German cartoonist (1946–2020)

Ulrich Steinfurth, better known as Uli Stein, (26 December 1946 – 28 August 2020) was a German cartoonist.

==Personal life==
Stein was born Ulrich Steinfurth in Hanover as a son of a housewife and a public servant. He graduated the Goetheschule in Hanover. After a two-year conscription in the Bundeswehr, he moved to West Berlin where he studied German, Geography and Biology at the Freie Universität Berlin. Shortly before graduating, he quit his studies to work as a journalist, amongst others six years for the Saarländischer Rundfunk. At the end of the 70s, he focused on cartoons full-time.

Stein died on 28 August 2020 in his hometown of Hanover.

==Cartoons==
Stein's cartoons mainly focus on day-to-day-situations, often with anthropomorphic mice, cats, dogs, penguins and pigs. He also created cartoons for other events and subjects, such as politics or soccer.

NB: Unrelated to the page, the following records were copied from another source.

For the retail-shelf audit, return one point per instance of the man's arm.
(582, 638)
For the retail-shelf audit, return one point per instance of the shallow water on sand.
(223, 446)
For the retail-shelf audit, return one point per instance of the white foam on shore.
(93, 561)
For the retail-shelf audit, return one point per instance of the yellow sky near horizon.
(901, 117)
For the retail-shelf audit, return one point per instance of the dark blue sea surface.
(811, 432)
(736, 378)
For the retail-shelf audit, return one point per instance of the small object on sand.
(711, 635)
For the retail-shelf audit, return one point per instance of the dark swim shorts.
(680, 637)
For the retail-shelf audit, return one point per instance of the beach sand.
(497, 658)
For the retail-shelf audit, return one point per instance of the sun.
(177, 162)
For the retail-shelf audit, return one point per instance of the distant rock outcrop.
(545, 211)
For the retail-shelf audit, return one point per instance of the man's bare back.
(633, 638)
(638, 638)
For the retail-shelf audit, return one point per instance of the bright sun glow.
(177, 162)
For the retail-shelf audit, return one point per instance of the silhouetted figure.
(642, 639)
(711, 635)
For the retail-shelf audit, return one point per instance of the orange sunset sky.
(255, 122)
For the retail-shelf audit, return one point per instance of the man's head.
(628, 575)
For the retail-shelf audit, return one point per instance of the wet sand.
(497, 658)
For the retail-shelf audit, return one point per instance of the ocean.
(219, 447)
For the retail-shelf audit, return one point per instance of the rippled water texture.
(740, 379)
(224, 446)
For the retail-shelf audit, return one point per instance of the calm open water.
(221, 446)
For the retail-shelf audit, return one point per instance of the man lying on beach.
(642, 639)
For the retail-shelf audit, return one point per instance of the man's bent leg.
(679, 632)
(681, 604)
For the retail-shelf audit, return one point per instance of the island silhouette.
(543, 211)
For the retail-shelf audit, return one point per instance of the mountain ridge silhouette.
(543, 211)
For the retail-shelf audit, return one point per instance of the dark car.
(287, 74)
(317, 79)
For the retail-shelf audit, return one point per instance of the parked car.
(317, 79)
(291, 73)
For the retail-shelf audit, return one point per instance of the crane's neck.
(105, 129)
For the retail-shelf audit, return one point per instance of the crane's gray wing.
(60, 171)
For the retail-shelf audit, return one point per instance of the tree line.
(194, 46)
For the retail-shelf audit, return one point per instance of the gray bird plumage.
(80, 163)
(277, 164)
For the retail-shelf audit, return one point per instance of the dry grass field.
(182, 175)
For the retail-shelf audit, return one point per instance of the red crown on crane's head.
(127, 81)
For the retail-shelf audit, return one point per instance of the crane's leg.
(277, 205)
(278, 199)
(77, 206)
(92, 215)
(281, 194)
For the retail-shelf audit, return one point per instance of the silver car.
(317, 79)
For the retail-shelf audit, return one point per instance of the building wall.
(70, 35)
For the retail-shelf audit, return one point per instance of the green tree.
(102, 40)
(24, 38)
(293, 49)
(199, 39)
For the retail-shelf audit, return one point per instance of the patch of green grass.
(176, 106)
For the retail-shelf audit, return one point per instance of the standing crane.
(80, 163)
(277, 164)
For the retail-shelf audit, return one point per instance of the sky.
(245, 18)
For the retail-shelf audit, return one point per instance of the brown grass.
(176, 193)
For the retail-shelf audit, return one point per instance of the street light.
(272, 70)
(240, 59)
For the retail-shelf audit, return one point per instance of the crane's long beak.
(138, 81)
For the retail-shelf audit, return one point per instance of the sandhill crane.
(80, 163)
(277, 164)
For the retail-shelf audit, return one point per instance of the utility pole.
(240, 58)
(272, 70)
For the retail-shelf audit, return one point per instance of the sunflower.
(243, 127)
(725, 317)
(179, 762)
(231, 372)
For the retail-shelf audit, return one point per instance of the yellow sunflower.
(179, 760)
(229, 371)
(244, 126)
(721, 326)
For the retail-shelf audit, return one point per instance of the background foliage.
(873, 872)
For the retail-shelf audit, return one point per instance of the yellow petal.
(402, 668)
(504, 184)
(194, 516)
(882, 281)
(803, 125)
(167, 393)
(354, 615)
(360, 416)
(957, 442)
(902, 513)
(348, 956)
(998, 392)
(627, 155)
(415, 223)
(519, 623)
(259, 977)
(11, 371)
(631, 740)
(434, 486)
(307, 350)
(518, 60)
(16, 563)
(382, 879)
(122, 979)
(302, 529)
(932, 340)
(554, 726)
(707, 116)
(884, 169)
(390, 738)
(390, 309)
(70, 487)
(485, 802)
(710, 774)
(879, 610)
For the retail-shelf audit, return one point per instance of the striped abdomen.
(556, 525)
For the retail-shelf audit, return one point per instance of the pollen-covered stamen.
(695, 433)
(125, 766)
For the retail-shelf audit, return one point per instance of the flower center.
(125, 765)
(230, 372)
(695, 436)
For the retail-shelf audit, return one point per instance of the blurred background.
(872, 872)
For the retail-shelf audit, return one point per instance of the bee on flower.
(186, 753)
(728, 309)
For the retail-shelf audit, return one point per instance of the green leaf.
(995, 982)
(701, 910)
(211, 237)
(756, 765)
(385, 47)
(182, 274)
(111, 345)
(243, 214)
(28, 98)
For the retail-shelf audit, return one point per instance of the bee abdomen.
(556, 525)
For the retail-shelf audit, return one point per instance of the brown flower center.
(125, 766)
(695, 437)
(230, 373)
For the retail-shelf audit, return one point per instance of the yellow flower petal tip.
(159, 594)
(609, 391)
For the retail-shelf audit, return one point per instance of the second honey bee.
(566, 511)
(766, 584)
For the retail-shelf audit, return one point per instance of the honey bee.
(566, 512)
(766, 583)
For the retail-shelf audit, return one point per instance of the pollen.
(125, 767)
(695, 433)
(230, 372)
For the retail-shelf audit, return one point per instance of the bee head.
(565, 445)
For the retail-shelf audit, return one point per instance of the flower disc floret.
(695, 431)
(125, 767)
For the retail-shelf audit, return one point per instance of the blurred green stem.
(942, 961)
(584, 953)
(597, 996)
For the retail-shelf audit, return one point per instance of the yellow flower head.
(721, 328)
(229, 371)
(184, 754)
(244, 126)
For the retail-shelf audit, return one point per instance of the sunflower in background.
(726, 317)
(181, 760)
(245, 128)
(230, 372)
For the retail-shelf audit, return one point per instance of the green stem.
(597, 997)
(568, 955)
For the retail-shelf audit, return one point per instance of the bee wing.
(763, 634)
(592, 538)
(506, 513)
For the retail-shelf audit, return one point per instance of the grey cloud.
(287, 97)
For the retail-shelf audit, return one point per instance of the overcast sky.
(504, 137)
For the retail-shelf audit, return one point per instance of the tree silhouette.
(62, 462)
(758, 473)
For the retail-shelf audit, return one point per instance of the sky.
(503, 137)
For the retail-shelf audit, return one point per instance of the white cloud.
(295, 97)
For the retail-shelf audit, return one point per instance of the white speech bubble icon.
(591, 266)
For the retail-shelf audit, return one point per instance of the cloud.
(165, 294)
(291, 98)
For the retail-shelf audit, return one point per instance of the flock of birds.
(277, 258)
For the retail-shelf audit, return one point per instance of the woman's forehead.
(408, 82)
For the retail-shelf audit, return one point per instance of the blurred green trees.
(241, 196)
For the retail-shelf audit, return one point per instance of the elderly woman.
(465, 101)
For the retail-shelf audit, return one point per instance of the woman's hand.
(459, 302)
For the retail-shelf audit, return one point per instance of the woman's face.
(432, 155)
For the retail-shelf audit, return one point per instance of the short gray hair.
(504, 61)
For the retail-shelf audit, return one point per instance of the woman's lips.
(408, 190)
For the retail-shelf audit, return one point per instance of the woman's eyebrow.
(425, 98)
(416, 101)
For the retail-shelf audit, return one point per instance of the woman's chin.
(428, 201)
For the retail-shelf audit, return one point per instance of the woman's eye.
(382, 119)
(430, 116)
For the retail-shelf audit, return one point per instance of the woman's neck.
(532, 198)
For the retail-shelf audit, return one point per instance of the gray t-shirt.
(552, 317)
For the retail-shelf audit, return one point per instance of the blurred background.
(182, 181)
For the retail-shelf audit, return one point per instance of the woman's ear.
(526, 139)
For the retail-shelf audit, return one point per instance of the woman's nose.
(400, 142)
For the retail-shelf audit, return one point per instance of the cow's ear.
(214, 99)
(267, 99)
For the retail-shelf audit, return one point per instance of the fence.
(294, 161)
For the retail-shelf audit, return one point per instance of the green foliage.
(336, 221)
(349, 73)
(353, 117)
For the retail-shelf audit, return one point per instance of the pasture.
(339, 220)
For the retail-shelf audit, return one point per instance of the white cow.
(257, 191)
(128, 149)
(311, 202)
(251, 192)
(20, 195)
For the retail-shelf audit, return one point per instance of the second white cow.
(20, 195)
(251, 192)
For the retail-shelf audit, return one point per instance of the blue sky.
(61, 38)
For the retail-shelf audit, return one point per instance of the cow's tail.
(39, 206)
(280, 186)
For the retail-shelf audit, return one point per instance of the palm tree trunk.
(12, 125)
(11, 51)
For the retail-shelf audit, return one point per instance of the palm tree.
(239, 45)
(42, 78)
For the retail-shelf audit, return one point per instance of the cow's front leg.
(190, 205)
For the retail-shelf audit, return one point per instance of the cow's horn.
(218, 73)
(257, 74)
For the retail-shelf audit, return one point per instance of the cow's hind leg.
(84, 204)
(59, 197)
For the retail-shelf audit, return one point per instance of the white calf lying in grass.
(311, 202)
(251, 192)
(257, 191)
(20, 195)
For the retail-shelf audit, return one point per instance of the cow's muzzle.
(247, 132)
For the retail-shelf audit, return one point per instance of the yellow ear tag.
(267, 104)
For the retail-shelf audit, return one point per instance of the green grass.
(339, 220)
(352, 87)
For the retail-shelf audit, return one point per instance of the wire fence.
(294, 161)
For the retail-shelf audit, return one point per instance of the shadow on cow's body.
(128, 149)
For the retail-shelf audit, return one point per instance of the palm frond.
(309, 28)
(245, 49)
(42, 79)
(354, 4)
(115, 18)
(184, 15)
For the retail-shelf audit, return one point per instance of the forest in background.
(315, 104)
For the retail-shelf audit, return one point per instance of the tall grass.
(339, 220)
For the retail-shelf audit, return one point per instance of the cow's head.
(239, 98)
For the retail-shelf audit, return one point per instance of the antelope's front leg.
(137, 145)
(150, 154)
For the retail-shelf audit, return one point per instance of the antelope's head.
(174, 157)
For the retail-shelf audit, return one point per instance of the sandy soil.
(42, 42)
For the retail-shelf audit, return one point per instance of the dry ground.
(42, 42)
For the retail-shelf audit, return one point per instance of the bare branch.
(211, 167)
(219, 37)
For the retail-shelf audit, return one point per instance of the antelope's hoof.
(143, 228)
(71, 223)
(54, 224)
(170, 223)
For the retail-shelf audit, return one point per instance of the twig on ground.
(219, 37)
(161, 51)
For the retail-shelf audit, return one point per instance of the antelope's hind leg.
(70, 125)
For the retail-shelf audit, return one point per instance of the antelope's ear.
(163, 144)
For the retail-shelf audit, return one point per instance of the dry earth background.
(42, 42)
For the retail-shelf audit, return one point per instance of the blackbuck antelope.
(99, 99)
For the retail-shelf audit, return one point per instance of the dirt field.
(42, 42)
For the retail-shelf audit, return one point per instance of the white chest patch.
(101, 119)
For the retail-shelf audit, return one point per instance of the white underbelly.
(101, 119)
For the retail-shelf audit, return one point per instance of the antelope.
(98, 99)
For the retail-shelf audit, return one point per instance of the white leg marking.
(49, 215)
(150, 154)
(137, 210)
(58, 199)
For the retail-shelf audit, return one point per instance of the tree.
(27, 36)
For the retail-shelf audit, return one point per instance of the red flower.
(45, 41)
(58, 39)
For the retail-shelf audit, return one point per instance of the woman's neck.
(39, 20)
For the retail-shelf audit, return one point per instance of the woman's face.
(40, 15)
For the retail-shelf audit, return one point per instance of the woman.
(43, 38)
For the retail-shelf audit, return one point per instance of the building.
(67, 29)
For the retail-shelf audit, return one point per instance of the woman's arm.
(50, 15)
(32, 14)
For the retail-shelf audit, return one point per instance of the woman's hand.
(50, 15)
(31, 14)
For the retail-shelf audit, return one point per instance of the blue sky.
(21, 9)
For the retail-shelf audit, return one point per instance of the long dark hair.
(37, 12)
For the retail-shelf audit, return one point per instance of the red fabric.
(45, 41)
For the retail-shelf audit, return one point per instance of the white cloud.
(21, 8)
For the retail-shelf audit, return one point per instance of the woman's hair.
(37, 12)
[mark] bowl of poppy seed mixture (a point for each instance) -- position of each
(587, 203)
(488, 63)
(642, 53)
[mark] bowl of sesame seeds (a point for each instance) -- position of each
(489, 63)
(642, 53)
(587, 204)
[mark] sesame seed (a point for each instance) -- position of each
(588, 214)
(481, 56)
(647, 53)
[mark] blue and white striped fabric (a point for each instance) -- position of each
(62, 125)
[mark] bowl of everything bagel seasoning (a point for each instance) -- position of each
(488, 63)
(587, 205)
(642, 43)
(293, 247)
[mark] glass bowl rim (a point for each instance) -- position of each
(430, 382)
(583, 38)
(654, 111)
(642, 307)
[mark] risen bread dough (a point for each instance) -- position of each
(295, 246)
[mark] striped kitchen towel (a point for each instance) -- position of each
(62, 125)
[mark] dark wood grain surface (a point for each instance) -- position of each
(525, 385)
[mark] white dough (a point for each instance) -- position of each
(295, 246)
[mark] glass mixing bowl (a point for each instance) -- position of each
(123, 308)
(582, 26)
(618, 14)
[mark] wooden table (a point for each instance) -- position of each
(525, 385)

Although he mainly sold books and post cards with his cartoons, there is a variety of other products based on them, such as games and articles of daily use.

By 2008, Stein had sold more than 90 million post cards and 9 million books in Germany alone and his works have been translated into a number of languages. From 1998 onward, he drew a weekly cartoon for TV Hören und Sehen, a German TV guide. With the advent of widespread internet usage, Stein began using the web as a medium for his cartoons, but was skeptical towards its use as a medium for books.

==Bibliography==
- Uli Stein: Mein Tagebuch. Lappan Verlag GmbH, Oldenburg 2006, ISBN 3-8303-3136-3.